What is a hash function? Definition, usage, and examples
Given the massive increase in the amount of data being processed by local and global data networks, computer scientists are always looking for ways to speed up data access and ensure that data can be exchanged securely. One solution they use, alongside other security technologies, is the hash function. This article explains the properties of hash functions and how they are used.
The meaning of the verb “to hash” – to chop or scramble something – provides a clue as to what hash functions do to data. That’s right, they “scramble” data and convert it into a numerical value. And no matter how long the input is, the output value is always of the same length. Hash functions are also referred to as hashing algorithms or message digest functions. They are used across many areas of computer science, for example:
- To encrypt communication between web servers and browsers, and generate session IDs for internet applications and data caching
- To protect sensitive data such as passwords, web analytics, and payment details
- To add digital signatures to emails
- To locate identical or similar data sets via lookup functions
A hash function converts strings of different length into fixed-length strings known as hash values or digests. You can use hashing to scramble passwords into strings of authorized characters for example. The output values cannot be inverted to produce the original input.
What are the properties of hash functions?
Hash functions are designed so that they have the following properties:
Once a hash value has been generated, it must be impossible to convert it back into the original data. For instance, in the example above, there must be no way of converting “$P$Hv8rpLanTSYSA/2bP1xN.S6Mdk32.Z3” back into “susi_562#alone”.

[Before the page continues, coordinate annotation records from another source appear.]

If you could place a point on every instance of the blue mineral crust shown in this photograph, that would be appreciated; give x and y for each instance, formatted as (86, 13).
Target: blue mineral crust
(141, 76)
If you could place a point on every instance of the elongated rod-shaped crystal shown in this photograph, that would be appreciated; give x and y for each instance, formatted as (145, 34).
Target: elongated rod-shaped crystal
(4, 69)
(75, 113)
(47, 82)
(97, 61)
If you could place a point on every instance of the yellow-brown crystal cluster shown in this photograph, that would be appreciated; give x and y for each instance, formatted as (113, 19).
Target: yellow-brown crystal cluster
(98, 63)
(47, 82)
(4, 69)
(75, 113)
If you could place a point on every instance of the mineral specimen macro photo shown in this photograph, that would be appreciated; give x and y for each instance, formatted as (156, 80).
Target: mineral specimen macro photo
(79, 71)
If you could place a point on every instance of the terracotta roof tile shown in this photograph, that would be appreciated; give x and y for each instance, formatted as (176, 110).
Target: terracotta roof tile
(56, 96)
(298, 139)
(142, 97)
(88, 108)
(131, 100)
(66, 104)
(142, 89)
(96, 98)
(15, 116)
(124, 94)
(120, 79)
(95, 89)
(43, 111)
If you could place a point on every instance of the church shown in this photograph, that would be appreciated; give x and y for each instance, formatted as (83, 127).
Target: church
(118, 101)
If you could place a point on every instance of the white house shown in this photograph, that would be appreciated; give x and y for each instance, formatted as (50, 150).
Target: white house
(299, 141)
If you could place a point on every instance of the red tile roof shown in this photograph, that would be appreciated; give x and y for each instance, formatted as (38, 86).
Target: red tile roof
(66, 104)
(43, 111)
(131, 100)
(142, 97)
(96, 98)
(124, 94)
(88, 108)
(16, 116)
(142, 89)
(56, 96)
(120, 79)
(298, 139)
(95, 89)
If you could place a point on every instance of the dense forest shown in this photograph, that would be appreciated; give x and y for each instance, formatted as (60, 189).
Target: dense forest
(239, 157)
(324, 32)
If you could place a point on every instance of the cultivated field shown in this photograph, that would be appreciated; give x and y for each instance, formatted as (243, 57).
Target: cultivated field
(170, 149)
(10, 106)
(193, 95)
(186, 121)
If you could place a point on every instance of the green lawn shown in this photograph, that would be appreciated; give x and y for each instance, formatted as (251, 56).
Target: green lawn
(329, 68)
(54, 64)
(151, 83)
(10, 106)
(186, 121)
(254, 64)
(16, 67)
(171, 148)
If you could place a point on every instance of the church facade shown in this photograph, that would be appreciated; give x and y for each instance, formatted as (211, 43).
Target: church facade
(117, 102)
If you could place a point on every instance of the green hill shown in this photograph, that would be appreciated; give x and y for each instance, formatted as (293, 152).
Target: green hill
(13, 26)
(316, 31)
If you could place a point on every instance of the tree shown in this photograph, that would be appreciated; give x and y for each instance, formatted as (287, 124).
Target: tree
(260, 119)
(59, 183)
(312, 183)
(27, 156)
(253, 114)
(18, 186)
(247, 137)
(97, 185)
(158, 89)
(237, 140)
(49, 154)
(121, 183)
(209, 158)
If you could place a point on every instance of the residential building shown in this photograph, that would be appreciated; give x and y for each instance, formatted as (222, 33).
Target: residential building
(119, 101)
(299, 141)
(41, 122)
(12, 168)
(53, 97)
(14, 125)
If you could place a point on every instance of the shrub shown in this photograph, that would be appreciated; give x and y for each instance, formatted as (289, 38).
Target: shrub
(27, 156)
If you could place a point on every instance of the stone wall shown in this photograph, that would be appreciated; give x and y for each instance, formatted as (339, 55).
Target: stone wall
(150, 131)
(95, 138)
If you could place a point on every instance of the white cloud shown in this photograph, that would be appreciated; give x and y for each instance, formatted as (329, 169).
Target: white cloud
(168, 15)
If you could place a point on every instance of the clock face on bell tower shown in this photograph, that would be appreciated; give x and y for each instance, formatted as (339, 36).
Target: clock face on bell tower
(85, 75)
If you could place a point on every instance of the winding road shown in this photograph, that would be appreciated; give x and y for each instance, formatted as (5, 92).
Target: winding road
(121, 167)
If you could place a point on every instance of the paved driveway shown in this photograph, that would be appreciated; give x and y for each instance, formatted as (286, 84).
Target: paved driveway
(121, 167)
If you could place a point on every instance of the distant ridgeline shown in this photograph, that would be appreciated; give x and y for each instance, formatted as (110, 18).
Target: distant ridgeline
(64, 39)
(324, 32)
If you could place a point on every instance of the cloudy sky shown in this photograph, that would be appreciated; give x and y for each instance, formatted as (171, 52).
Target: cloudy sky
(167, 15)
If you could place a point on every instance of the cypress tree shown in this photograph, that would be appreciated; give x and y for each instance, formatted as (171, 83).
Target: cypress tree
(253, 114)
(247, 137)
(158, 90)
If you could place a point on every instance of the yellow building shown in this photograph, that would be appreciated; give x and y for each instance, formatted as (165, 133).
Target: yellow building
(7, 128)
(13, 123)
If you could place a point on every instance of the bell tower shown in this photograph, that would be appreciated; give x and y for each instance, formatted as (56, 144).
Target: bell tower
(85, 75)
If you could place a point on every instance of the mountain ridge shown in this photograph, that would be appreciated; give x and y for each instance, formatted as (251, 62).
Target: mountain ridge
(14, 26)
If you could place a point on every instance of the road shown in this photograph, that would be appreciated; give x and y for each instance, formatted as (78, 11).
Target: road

For a hash function to be collision-free, no two strings can map to the same output hash. In other words, every input string must generate a unique output string. This type of hash function is also referred to as a cryptographic hash function. In the example hash function above, there are no identical hash values, so there are no “collisions” between the output strings. Programmers use advanced technologies to prevent such collisions.
If it takes too long for a hash function to compute hash values, the procedure is not much use. Hash functions must, therefore, be very fast. In databases, hash values are stored in so-called hash tables to ensure fast access.
What is a hash value?
A hash value is the output string generated by a hash function. No matter the input, all of the output strings generated by a particular hash function are of the same length. The length is defined by the type of hashing technology used. The output strings are created from a set of authorized characters defined in the hash function.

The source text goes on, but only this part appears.